M2.7 includes a native “Agent Team” capability where multiple agents retain stable role identities, can challenge each other’s reasoning, and make autonomous decisions within complex state machines. These behaviours are internalised as native abilities: role boundaries, adversarial reasoning, protocol compliance, and behaviour differentiation.

Skill Economy and Architecture Flow

The OpenClaw platform treats agent capabilities as “skills” – self‑contained definitions (~2 000 tokens each) that can be discovered, invoked, and composed. The runtime flow is:

User → Gateway (WebSocket) → Brain (model + framework) → Skills (callable abilities)

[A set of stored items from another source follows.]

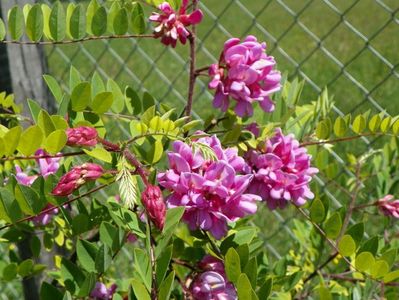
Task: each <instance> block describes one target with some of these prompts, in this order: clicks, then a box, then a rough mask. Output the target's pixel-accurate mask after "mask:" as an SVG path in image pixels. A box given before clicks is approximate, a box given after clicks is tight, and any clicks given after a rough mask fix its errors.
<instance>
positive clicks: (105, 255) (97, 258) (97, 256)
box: [95, 244, 112, 273]
mask: <svg viewBox="0 0 399 300" xmlns="http://www.w3.org/2000/svg"><path fill="white" fill-rule="evenodd" d="M111 264H112V257H111V255H110V254H109V248H108V246H107V245H106V244H103V245H102V246H101V247H100V250H98V252H97V256H96V262H95V265H96V270H97V272H99V273H104V272H105V271H107V270H108V268H109V267H110V265H111Z"/></svg>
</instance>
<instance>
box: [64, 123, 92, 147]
mask: <svg viewBox="0 0 399 300" xmlns="http://www.w3.org/2000/svg"><path fill="white" fill-rule="evenodd" d="M66 134H67V136H68V140H67V145H68V146H72V147H81V146H95V145H97V138H98V133H97V130H96V129H95V128H93V127H88V126H81V127H76V128H68V129H67V130H66Z"/></svg>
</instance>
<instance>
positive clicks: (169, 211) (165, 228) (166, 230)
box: [163, 207, 185, 233]
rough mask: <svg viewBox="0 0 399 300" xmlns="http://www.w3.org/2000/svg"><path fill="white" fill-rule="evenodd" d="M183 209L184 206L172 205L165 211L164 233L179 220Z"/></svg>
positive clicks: (163, 228) (173, 225)
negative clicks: (173, 205) (164, 224)
mask: <svg viewBox="0 0 399 300" xmlns="http://www.w3.org/2000/svg"><path fill="white" fill-rule="evenodd" d="M184 210H185V208H184V207H174V208H171V209H168V210H167V211H166V220H165V226H164V228H163V232H164V233H165V232H167V231H168V230H169V229H171V228H172V227H174V226H175V225H177V224H178V223H179V222H180V219H181V218H182V217H183V214H184Z"/></svg>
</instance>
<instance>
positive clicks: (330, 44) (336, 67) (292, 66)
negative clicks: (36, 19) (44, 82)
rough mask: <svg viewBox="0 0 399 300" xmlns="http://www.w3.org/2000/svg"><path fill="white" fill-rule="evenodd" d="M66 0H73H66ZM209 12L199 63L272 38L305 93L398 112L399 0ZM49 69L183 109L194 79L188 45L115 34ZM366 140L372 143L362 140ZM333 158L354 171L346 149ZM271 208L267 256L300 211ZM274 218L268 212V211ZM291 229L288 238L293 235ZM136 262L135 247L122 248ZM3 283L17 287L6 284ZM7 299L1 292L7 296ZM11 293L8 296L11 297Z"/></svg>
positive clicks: (247, 4)
mask: <svg viewBox="0 0 399 300" xmlns="http://www.w3.org/2000/svg"><path fill="white" fill-rule="evenodd" d="M67 2H68V1H67ZM200 7H201V9H202V10H203V12H204V14H205V17H204V21H203V24H201V26H199V28H198V37H199V40H200V42H199V45H198V66H199V67H202V66H206V65H209V64H210V63H213V62H216V61H217V58H218V57H219V54H220V49H221V48H222V45H223V43H224V41H225V40H226V39H228V38H231V37H245V36H246V35H248V34H253V35H255V36H257V38H258V39H259V40H264V41H266V42H267V44H268V53H269V54H270V55H273V56H275V58H276V60H277V62H278V68H279V69H280V70H282V71H287V72H288V74H289V77H290V78H293V77H294V76H299V77H300V78H301V79H303V80H305V82H306V88H305V89H304V95H303V96H304V97H303V98H305V99H306V100H307V101H311V100H315V99H316V98H317V96H318V95H319V94H320V93H321V91H322V90H323V88H324V87H327V88H328V90H329V93H330V94H334V95H335V106H334V110H335V112H336V113H337V114H339V115H344V114H346V113H349V112H360V111H366V110H368V109H370V110H372V111H373V112H385V113H387V112H390V113H395V114H398V113H399V106H398V105H396V104H395V101H397V97H398V96H399V80H398V79H399V69H398V65H399V51H398V50H399V16H398V11H399V1H397V0H390V1H388V0H386V1H383V0H353V1H349V0H334V1H332V0H308V1H297V0H251V1H248V0H247V1H245V0H218V1H214V0H201V1H200ZM46 55H47V64H48V68H49V72H50V74H51V75H53V76H55V77H56V78H57V80H59V81H60V82H68V77H69V69H70V66H71V65H73V66H75V67H76V68H77V69H78V70H79V71H80V72H81V73H82V75H83V76H85V77H87V78H88V77H90V76H91V75H92V74H93V72H94V71H97V72H98V73H99V74H100V75H102V76H103V77H104V78H107V77H110V78H113V79H114V80H115V81H117V82H119V83H120V84H121V85H122V86H123V85H131V86H133V87H134V88H136V89H138V90H140V91H146V90H147V91H149V92H150V93H151V94H153V95H154V96H155V97H156V99H158V101H165V102H167V103H172V104H175V105H179V107H182V106H183V104H184V103H185V102H186V94H187V90H186V89H187V86H188V85H187V82H188V81H187V80H188V72H189V68H188V59H187V57H188V51H187V47H181V46H179V47H177V48H176V49H172V48H166V47H164V46H162V45H161V43H159V41H153V40H135V39H131V40H123V41H118V40H110V41H105V40H104V41H96V42H87V43H82V44H77V45H57V46H47V47H46ZM206 87H207V79H206V78H202V77H199V78H198V88H197V90H196V94H195V99H194V116H195V117H196V118H201V117H203V116H205V115H206V114H208V113H210V112H212V108H211V104H210V103H211V100H212V94H211V93H210V92H209V91H208V90H207V88H206ZM363 141H364V143H365V146H366V147H371V145H370V141H368V140H367V139H364V140H363ZM331 154H332V157H333V158H334V159H335V162H336V164H337V165H339V166H340V168H341V170H342V171H344V172H349V173H350V171H349V170H348V169H347V167H346V166H345V163H344V160H343V159H342V158H341V157H340V155H339V154H338V153H334V152H332V153H331ZM317 182H318V183H319V184H320V186H322V187H323V189H324V191H325V193H326V194H327V195H328V196H329V197H330V198H331V201H332V203H333V204H334V205H335V206H336V207H339V206H341V205H342V204H341V201H338V200H337V199H336V196H335V195H336V193H335V187H334V186H332V185H331V182H326V181H324V180H323V178H321V177H318V178H317ZM262 213H265V214H268V216H270V218H269V217H268V218H267V220H268V221H267V223H264V224H262V223H261V222H262V220H259V222H258V221H256V222H257V224H258V225H261V228H262V232H261V235H262V238H263V239H264V242H265V247H266V248H267V249H268V250H269V251H268V252H269V255H270V256H272V257H275V258H280V257H281V256H283V255H284V253H286V250H288V249H289V248H290V246H291V245H290V242H288V241H289V240H290V239H291V240H293V241H294V240H295V234H294V232H293V231H292V229H291V228H292V221H293V219H294V218H293V216H294V214H295V211H294V210H287V211H284V212H277V211H274V212H273V213H270V212H267V211H266V210H262ZM261 219H266V218H261ZM287 234H288V236H289V238H287ZM123 255H124V256H126V258H128V259H130V260H131V257H129V252H127V251H125V252H124V253H123ZM2 289H5V290H7V289H11V290H10V293H11V294H10V295H11V296H10V297H11V298H13V297H12V292H13V291H14V292H15V290H13V289H14V287H13V286H10V285H7V286H5V287H3V288H2ZM0 297H2V296H0ZM3 298H4V297H3Z"/></svg>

The gateway aggregates inputs from various channels (e.g., WhatsApp, Telegram, Slack, Discord, web) and routes them to the appropriate skill.

Conclusions

MiniMax M2.7 demonstrates that a large language model equipped with a robust agent harness can autonomously iterate on its own training pipeline, achieve competitive benchmark performance, and perform real‑world incident remediation. The architecture shows a path toward higher‑level self‑improving systems where software engineers focus on designing the improvement loops rather than manually coding each iteration.